Pemandangan yang indah nan elok ini benar-benar mengguncang kejiwaan seorang santri kecil Ndeso sepertiku. Uang senilai Rp. 50. 000 saja bagiku waktu itu—sekitar tahun 2002-2003—adalah nominal yang besar. Bagaimana tidak? Aku yang tak lain hanyalah anak seorang penjual es cendol dan tukang tambal ban setiap harinya, tentunya sangat terbatas sekali sangu yang aku dapatkan dari orang tuaku. Namun sikap dermawan yang baru saja beliau tampilkan itu benar-benar memukau jiwaku.
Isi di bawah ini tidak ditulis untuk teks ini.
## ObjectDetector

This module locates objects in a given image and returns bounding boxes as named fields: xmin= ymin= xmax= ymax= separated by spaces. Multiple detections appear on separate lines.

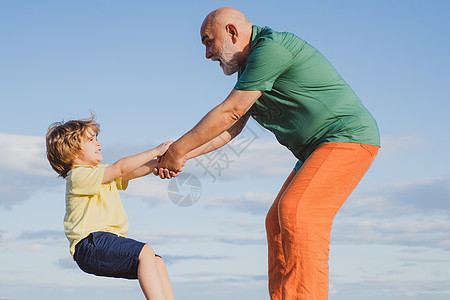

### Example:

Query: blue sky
xmin=0 ymin=0 xmax=450 ymax=300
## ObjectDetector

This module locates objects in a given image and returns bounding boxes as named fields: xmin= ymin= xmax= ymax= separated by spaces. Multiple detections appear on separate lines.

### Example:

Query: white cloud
xmin=0 ymin=133 xmax=62 ymax=208
xmin=0 ymin=133 xmax=56 ymax=176
xmin=378 ymin=132 xmax=425 ymax=159
xmin=132 ymin=232 xmax=266 ymax=245
xmin=205 ymin=192 xmax=276 ymax=215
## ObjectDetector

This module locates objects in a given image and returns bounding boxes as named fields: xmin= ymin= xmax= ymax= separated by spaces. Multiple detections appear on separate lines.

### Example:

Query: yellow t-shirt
xmin=64 ymin=165 xmax=129 ymax=255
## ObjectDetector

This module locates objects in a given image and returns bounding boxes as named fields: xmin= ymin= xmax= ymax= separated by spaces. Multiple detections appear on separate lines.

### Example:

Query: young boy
xmin=46 ymin=116 xmax=174 ymax=300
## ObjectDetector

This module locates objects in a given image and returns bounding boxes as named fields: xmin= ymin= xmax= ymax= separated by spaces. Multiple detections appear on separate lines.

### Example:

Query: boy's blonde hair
xmin=45 ymin=115 xmax=100 ymax=178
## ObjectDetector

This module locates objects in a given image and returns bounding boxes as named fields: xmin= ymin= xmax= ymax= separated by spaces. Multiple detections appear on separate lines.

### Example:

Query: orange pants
xmin=266 ymin=143 xmax=379 ymax=300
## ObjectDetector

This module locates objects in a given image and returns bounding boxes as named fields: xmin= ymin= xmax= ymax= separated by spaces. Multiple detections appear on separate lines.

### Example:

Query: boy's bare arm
xmin=102 ymin=142 xmax=172 ymax=183
xmin=186 ymin=113 xmax=250 ymax=159
xmin=122 ymin=159 xmax=158 ymax=181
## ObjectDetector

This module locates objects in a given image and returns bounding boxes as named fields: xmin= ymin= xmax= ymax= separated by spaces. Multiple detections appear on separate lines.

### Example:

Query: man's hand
xmin=153 ymin=145 xmax=186 ymax=179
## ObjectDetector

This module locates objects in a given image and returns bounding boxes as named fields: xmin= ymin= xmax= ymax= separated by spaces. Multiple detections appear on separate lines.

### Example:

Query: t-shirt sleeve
xmin=234 ymin=40 xmax=293 ymax=91
xmin=115 ymin=177 xmax=128 ymax=190
xmin=68 ymin=166 xmax=106 ymax=195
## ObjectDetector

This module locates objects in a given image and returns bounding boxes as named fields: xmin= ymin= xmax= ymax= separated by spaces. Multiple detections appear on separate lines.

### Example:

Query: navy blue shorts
xmin=73 ymin=232 xmax=145 ymax=279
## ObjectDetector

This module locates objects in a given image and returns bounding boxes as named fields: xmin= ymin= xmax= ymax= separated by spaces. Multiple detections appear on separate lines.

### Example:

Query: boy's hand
xmin=155 ymin=141 xmax=173 ymax=159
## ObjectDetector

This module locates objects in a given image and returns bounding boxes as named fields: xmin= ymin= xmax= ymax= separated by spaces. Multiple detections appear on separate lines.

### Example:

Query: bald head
xmin=200 ymin=7 xmax=253 ymax=75
xmin=202 ymin=7 xmax=252 ymax=33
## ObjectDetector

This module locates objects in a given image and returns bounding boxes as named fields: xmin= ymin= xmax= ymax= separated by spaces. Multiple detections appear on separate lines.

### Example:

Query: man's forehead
xmin=200 ymin=20 xmax=217 ymax=42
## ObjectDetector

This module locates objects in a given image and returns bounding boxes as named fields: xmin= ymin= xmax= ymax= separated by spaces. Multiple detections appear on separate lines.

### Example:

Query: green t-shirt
xmin=234 ymin=26 xmax=380 ymax=161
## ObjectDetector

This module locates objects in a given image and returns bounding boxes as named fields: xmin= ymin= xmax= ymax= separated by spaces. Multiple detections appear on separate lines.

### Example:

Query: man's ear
xmin=225 ymin=24 xmax=239 ymax=44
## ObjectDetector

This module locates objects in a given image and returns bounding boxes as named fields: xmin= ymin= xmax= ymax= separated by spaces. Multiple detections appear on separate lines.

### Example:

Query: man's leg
xmin=266 ymin=171 xmax=295 ymax=300
xmin=278 ymin=143 xmax=378 ymax=300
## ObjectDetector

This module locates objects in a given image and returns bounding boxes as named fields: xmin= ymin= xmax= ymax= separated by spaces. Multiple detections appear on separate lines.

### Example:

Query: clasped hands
xmin=153 ymin=144 xmax=187 ymax=179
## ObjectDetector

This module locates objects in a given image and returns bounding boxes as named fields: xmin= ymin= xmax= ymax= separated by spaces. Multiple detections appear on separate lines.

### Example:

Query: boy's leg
xmin=138 ymin=245 xmax=166 ymax=300
xmin=278 ymin=143 xmax=378 ymax=300
xmin=266 ymin=170 xmax=295 ymax=300
xmin=156 ymin=256 xmax=174 ymax=300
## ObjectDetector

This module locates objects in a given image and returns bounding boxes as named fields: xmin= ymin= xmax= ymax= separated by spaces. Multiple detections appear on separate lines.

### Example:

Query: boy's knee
xmin=139 ymin=244 xmax=155 ymax=260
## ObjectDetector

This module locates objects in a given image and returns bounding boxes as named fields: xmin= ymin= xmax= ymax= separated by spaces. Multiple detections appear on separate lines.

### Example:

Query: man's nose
xmin=205 ymin=47 xmax=213 ymax=59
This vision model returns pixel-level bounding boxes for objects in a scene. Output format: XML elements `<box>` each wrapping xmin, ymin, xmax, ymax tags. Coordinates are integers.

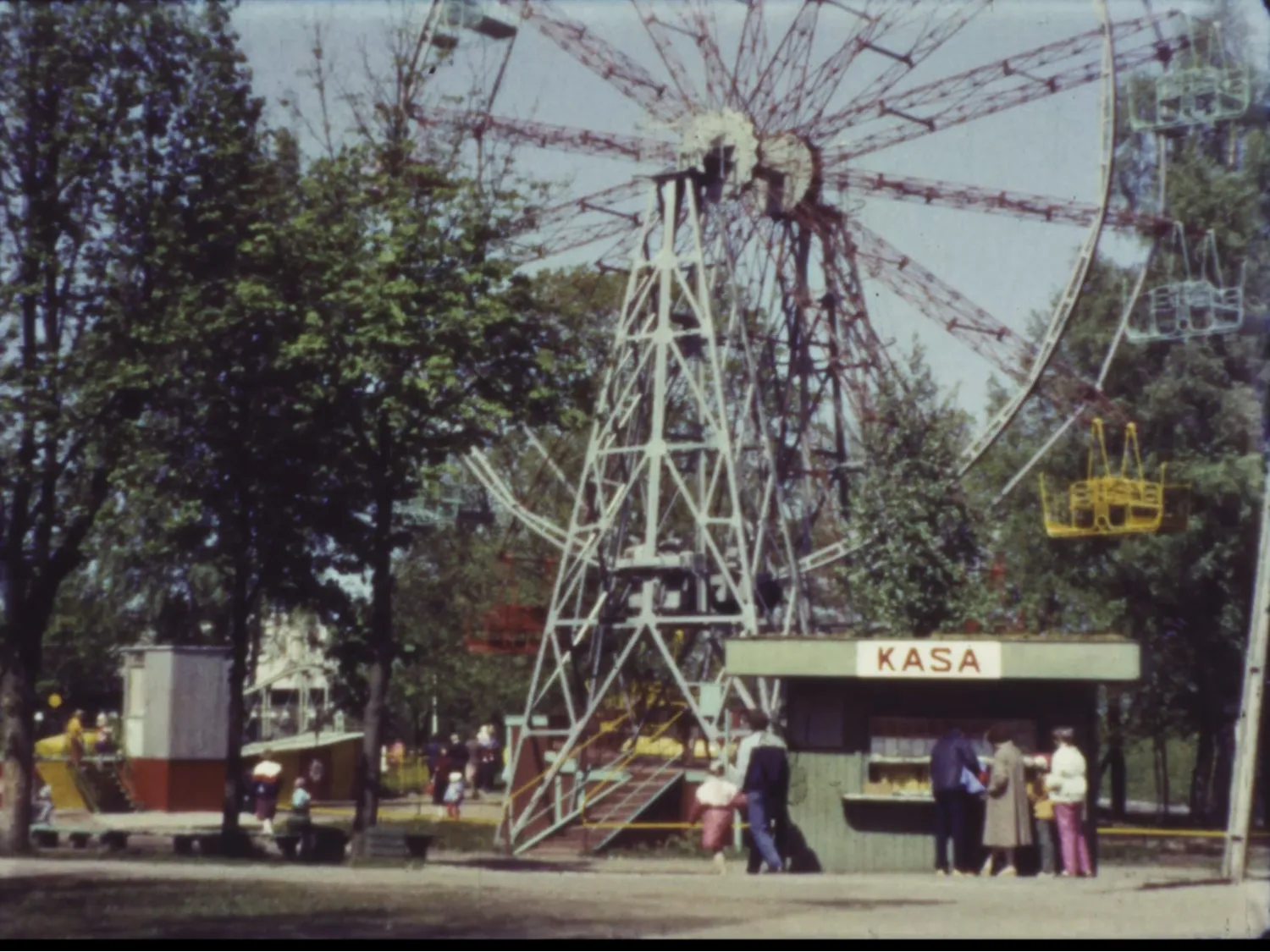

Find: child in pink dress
<box><xmin>688</xmin><ymin>761</ymin><xmax>746</xmax><ymax>875</ymax></box>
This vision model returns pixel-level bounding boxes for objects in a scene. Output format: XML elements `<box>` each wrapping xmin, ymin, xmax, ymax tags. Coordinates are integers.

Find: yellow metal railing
<box><xmin>500</xmin><ymin>713</ymin><xmax>630</xmax><ymax>824</ymax></box>
<box><xmin>582</xmin><ymin>708</ymin><xmax>687</xmax><ymax>827</ymax></box>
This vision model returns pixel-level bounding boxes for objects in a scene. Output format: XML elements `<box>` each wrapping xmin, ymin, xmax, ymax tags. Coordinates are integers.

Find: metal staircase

Bayangkan, masing-masing putra-putrinya yang kurang lebih berjumlah 6 orang itu, beliau shodaqohi satu persatu. Dan adegan itu beliau tampilkan di depan kami semua para santri. Aku yakin tidak ada tujuan lain dari tindakan beliau kecuali mendidik kami untuk terbiasa dalam bersedekah semampunya. Karena dengan bersedekah, keterikatan hati seseorang terhadap dunia akan berkurang, atau bahkan mungkin bisa hilang sama sekali. Akhirnya kami para santri pun masing-masing mengeluarkan uangnya untuk ikut andil dalam pembangunan pondok, walaupun pada waktu itu sebagian besar dari kami sedang bokek karena sudah mendekati akhir tahun. Aku jadi teringat dengan sebuah puisi yang dulu sering sekali di dendangkan oleh Imam Ibnu ‘Aqil dalam Syarah Alfiyah Ibnu Malik:
ليس العطاء من الفضول سماحة
حتى تجود وما لديك قليل
Kedermawanan bukanlah kau memberikan sesuatu saat ada yang lebih
Hingga engaku berani memberikan sesuatu sedang milikmu sendiri hanyalah sedikit
Kenanganku dengan beliau memang tidak terlalu banyak, tapi menurutku sangat berkesan sekali. Diantaranya adalah saat pertama kali aku datang ke pondok. Waktu itu aku bertempat di kamar Utsman, setelah sebelumnya dalam beberapa hari aku menempati kamar Ali (perlu diketahui bahwa kamar-kamar di pondok Ar-Raudhah dulu hanya ada 4 yang masing-masing sangat besar. Masing-masing dari kamar itu diberi nama Abu Bakar, Umar, Utsman dan Ali). Sebagai santri baru yang masih kecil, aku masih bingung dengan tatacara hidup dalam dunia pesantren, karena memang baru pertama kali itulah aku mondok. Pernah dalam satu malam, aku pengen ke kamar mandi, akan tetepi aku takut karena kamar mandi pondok Ar-Raudhah pada waktu itu berada di belakang musholla yang gelap. Perasaanku bercampur aduk, antara ingin segera buang air kecil dikamar mandi dan perasaan takut yang menghinggapi hati. Maju mundur langkahku, sesekali pintu kamar aku lewati, tapi saat perasaan takut dan merinding kembali menyeruak, aku mundur lagi.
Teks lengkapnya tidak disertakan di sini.